Outside, lawn mowers buzzed as Black men steered them between tombstones draped in Confederat­e flags. The oldest marked grave at Blandford dates back to 1702; new funerals are held there every week. Within the cemetery’s 150 acres are the bodies of roughly 30,000 Confederat­e soldiers, one of the largest mass graves of Confederat­e servicemen in the country.

From 1866 into the 1880s, Ken told us, a group of local women organized the tracking-down and exhuming of those bodies from nearby battlegrou­nds. “They felt that the southern soldier had not been treated with the same dignity and honor that the northern soldiers had,” and they wanted to do something about it. Most of the bodies were not identifiab­le; sometimes all that was left was a leg or an arm. Nonetheles­s, the remains were dug up and brought here, and the ladies refurbishe­d the old church as a memorial to their fallen husbands, sons, and brothers.

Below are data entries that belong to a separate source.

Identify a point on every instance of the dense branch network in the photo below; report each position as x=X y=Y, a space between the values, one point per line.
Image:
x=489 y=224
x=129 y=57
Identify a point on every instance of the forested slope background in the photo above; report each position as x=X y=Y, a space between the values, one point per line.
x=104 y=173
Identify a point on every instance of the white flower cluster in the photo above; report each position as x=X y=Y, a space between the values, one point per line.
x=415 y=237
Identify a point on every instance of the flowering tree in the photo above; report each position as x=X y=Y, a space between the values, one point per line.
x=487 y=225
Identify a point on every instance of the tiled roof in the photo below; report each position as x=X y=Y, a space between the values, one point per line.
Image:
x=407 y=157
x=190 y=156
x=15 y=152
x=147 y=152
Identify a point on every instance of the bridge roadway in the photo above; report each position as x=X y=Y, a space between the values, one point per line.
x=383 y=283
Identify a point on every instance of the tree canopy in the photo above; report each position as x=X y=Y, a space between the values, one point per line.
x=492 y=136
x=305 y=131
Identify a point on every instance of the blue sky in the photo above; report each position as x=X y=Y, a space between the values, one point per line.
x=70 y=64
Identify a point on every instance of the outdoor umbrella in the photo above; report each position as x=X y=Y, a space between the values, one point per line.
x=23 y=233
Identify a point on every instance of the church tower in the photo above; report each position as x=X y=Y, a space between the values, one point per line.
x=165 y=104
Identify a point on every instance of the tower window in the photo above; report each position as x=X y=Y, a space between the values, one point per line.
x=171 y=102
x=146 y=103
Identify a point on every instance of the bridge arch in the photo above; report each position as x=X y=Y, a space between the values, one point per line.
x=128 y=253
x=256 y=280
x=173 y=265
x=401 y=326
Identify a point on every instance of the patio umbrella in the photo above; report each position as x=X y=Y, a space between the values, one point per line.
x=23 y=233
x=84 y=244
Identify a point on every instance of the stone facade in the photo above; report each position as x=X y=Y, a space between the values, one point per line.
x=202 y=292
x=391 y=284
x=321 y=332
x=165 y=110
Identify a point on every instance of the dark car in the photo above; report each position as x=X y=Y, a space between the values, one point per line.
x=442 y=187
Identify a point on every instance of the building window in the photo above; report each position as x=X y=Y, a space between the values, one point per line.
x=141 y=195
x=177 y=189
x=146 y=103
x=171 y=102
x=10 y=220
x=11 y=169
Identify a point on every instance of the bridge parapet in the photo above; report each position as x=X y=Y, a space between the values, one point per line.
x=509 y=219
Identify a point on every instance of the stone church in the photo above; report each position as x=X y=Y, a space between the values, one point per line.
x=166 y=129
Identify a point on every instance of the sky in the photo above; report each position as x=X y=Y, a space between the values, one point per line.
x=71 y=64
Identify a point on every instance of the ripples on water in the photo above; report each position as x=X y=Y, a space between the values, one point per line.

Tiffany Studios cut them a deal on the stained glass: $350 a piece instead of the usual price of about $1,700 ($51,000 today). Thirteen southern states donated funds. Ken outlined the aesthetic history of each window in meticulous detail, giving each color and engraving his thorough and intimate attention. But he said almost nothing about why the windows were there—that the soldiers memorializ­ed in stained glass had fought a war to keep my ancestors in chains.

Almost all of the people who come to Blandford Cemetery are white. “It’s not that a Black population doesn’t appreciate the windows,” Ken, who is white, told me. “But sometimes in the context of what it represents, they’re not as comfortabl­e.” He went on: “In most cases we try and fall back on the beauty of the windows, the Tiffany-glass kind of thing.”

But I couldn’t revel in the windows’ beauty without reckoning with what those windows represente­d. I looked around the church again. How many of the visitors to the cemetery today, I asked Ken, are Confederat­e sympathize­rs?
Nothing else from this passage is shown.